Koledzy w tym wątku odradzili zajmowanie się kitami.
W takim razie przechodzę do planowania. I mam w związku z tym kilka pytań.
A że ciągle jest to dla mnie temat nowy, wybaczcie błędy i poprawiajcie!


Konstrukcja będzie ze sklejki/lignofolu. Do lekkich prac (plastik, sklejka, może cienkie alu). Z maksymalnie prostymi kształtami do wycięcia. Np. podobna do konstrukcji oprawcyfotografii, albo konstrukcji ursus_arctosa (kolejność alfabetyczna:) )

Założenia:
-na śrubach trapezowych 16x4 (chciałbym kulowe, ale koszt... --chyba że mnie przekonacie hehe),
-z polem roboczym o ok. połowę mniejszym niż u oprawcyfotografii w każdej osi (planuję kupić trapezową 1500 i podzielić na 3 części)
-na wałkach podpartych 20,
-silniki 1.89Nm,
-kupić gotowe podzespoły (co się da) i zmieścić się przy tym w rozsądnych kosztach i małych wymiarach zewnętrznych.

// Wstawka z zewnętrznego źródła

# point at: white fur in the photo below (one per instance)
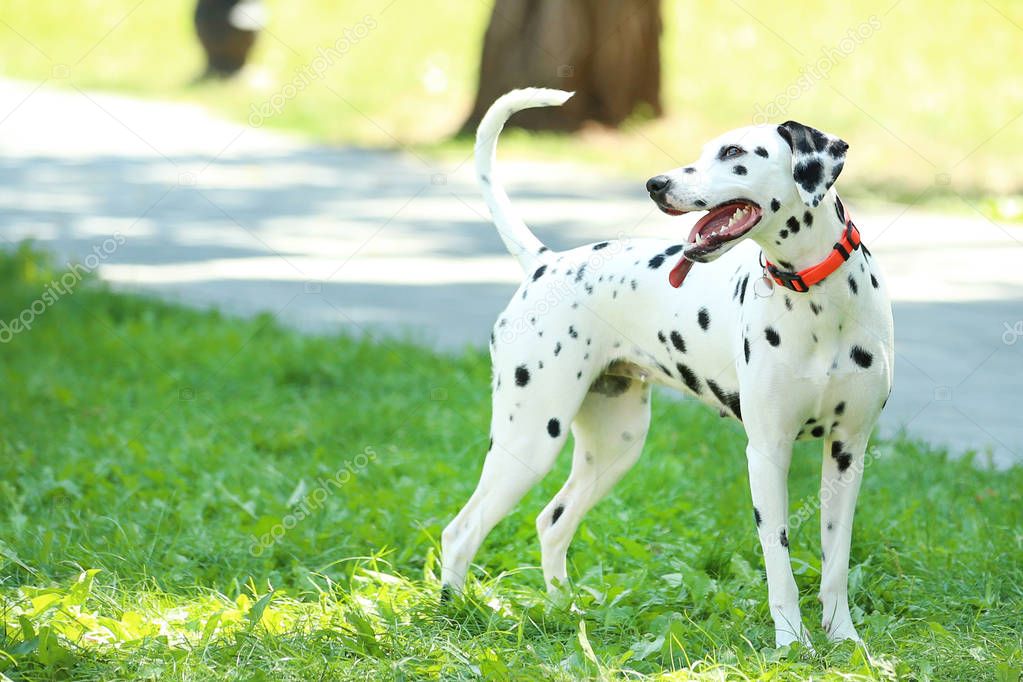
(591, 328)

1. Czy najpierw skręcić konstrukcję konfirmantami, ustalić kąty, a dopiero później oba boki złożyć razem i wiercić dziury pod silniki, śruby?
2. W którą stronę łatwiej -najpierw montować łożyska otwarte w obudowach, wkładać w nie wałki i ustalać pozycję podpór? Czy odwrotnie?
3. Jak najłatwiej pilnować aby śruba była równoległa z wałkami? Dla mnie to praca z suwmiarką, ale mechanik ze mnie popołudniowo-niedzielny. Może są lepsze sposoby.
4. Czy przy takich rozmiarach maszyny mam zastosować bloki łożyskujące na śruby od strony napędowej ()? Czy tylko przeciwległej silnikom (). Mówię o blokach, bo wygodniej niż wbijać łożysko w drewno.

Czekam z niecierpliwością na porady!
Jeśli widzi Wam się tutaj maszyna inna niż oprawcyfotografii czy ursus_arctosa -proszę o linki/zdjęcia.

Miłego wieczoru!
m.



Tagi:

Awatar użytkownika

ursus_arctos
Lider FORUM (min. 2000)
Lider FORUM (min. 2000)
Posty w temacie: 2
Posty: 2083
Rejestracja: 11 cze 2011, 18:29
Lokalizacja: Warszawa / Lublin

#2

Post napisał: ursus_arctos » 06 sty 2013, 22:17

Śruby toczne - koszt spory, owszem; można u chińczyków na ebayu kupić komplet za ~500zł.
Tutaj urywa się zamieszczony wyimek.